Moving on, Nvidia says trying to blame instability on capacitors alone is off target. Graphics cards are incredibly complex, and Nvidia is still working to improve the overall experience of using the new Ampere GPUs. More specifically, the Nvidia 456.55 drivers are supposed to help address the instability problems. Could new drivers be enough, or is this a stopgap solution while the AIBs look to tweak their card designs?

We've had several AIB cards in for review, and at least two of the cards had stability problems that caused us to reach out to the manufacturers. The 3080 Founders Edition and 3090 Founders Edition performed fine in our initial testing, but those are also running the lowest clock speeds of the bunch. They're also using full MLCC solutions. Meanwhile, the AIB cards come with factory overclocks and often use at least a few SP-Caps instead of pure MLCC solutions. All of the AIB cards that showed instability also tended to run fine with a modest drop in clock speeds. Could the new drivers just be tuning clocks and performance down a bit to improve stability, or is there more to it? That's what we wanted to figure out.
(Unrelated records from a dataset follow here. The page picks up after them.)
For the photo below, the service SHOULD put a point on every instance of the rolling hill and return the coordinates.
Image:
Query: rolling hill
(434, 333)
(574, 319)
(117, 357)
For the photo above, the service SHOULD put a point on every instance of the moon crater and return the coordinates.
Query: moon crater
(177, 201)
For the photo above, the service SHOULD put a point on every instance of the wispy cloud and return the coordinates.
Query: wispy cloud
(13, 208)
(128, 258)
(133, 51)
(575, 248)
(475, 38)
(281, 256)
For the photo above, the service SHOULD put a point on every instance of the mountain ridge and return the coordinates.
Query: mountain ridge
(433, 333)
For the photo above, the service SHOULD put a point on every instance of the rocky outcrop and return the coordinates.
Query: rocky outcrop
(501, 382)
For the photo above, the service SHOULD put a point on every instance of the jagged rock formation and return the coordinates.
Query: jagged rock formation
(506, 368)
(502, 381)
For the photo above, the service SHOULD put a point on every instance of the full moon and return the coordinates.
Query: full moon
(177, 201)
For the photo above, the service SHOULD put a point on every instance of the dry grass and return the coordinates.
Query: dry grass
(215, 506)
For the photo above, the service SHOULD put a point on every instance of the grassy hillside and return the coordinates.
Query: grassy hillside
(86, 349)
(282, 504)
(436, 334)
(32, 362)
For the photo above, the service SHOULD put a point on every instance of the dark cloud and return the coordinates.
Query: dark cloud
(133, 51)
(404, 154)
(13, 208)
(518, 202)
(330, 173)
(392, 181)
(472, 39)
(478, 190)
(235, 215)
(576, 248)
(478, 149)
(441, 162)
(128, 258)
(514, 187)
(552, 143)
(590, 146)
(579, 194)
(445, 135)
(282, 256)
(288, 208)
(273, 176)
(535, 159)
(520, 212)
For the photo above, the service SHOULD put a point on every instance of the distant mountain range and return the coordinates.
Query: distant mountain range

First let's introduce the cards we're testing. We've got the RTX 3080 Founders Edition and Asus RTX 3080 TUF Gaming OC, both of which seemed to run fine even during our initial testing. However, we couldn't test every game, let alone play each game for a long stretch, so it's possible we just got 'lucky.' Next, we have the RTX 3090 Founders Edition and Gigabyte’s RTX 3090 Eagle. We haven't posted our full review of the Gigabyte yet, due to — you guessed it — instabilities encountered during our initial testing.

Let's also quickly pause to talk about the blame game. Who's responsible for the AIB cards showing increased instability compared to Nvidia's Founders Edition cards? Did they choose the wrong capacitor solutions? Since the capacitor options are based on Nvidia's documentation, we'd say no. These designs were effectively sanctioned by Nvidia before the AIBs manufactured them. However, testing cards at reference clocks of around 1700-1850 MHz isn't the same as factory overclocking the cards to levels that at times reach beyond 2000 MHz.

Now couple that with various manufacturers trying to bin their GPUs in a short time to put the best chips in the best cards and you have a recipe for… well, it sounds like a recipe for the RTX 30-series launch. Stock-clocked cards generally do fine, but factory overclocked cards might be pushing things too hard — particularly it seems on cards that eschew MLCC blocks in favor of generally cheaper SP-Caps. The constant game of one upmanship waged among the AIBs has caused casualties before, and likely will again. It's like hotrodders trying to squeeze every ounce of performance out of their cars, occasionally going too far.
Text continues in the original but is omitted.